In: Statistics and Probability
What is the difference between a Univariate outlier screen and a Multivariate outlier screen?
Univariate outlier screen - In this method, we look at data point which has an extreme value as compared to other values only in one variable. For example, in the variable of height, of the observation is 12 feet when all other observations are up to 6.4 feet. Hence it is a clear outlier.

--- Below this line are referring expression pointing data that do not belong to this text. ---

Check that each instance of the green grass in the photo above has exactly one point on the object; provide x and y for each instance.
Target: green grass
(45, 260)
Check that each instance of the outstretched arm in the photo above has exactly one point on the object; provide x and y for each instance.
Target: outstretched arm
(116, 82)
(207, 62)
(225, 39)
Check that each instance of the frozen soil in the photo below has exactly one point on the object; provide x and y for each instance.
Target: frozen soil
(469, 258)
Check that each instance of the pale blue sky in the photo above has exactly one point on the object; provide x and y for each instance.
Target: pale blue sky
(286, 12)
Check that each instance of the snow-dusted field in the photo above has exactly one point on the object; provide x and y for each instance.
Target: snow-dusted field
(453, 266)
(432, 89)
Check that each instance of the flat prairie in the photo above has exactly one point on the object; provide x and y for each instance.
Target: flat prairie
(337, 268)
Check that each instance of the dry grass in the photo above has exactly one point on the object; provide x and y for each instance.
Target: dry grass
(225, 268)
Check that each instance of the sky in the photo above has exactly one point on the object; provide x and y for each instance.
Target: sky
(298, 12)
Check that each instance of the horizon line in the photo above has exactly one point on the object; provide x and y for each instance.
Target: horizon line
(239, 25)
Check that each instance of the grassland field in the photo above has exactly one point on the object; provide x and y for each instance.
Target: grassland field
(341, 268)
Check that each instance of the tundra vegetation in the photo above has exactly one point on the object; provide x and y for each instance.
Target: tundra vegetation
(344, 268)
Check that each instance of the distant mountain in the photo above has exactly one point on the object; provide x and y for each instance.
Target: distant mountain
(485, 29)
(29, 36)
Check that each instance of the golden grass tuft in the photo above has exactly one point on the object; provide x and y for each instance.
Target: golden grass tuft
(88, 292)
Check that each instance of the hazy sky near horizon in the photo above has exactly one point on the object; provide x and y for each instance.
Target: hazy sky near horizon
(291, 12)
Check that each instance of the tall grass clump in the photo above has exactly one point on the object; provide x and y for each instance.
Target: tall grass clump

The univariate outlier can be detected with the help of a simple
box plot, where point beyond 1.5 times the IQR is termed as the
outlier.
Another method is the Tukey's method, which expresses an outlier as
that valeus of the dataset which falls from the median(which is the
central point in the data).
Multivariate outlier screen- In this method, we
look at datapoint which has an extreme value in two or more
variable. In simple words, a point has an extreme value in a
combination of variables. For example in the dataset with two
variables of age and income, we have one variable with age equal to
10 years and income is 1 million. This observation seems suspicious
and needs to investigate further.
The multivariate outlier can be identified by plotting a
bivariate plot, we can clearly see if an observation is an outlier
with respect to the two variables.
More advance method to identify is Mahalanobis distance.
It is the distance of an observation from the calculated centroid
of the other observation where the centroid is calculated as the
intersection of the mean of the variables being assessed.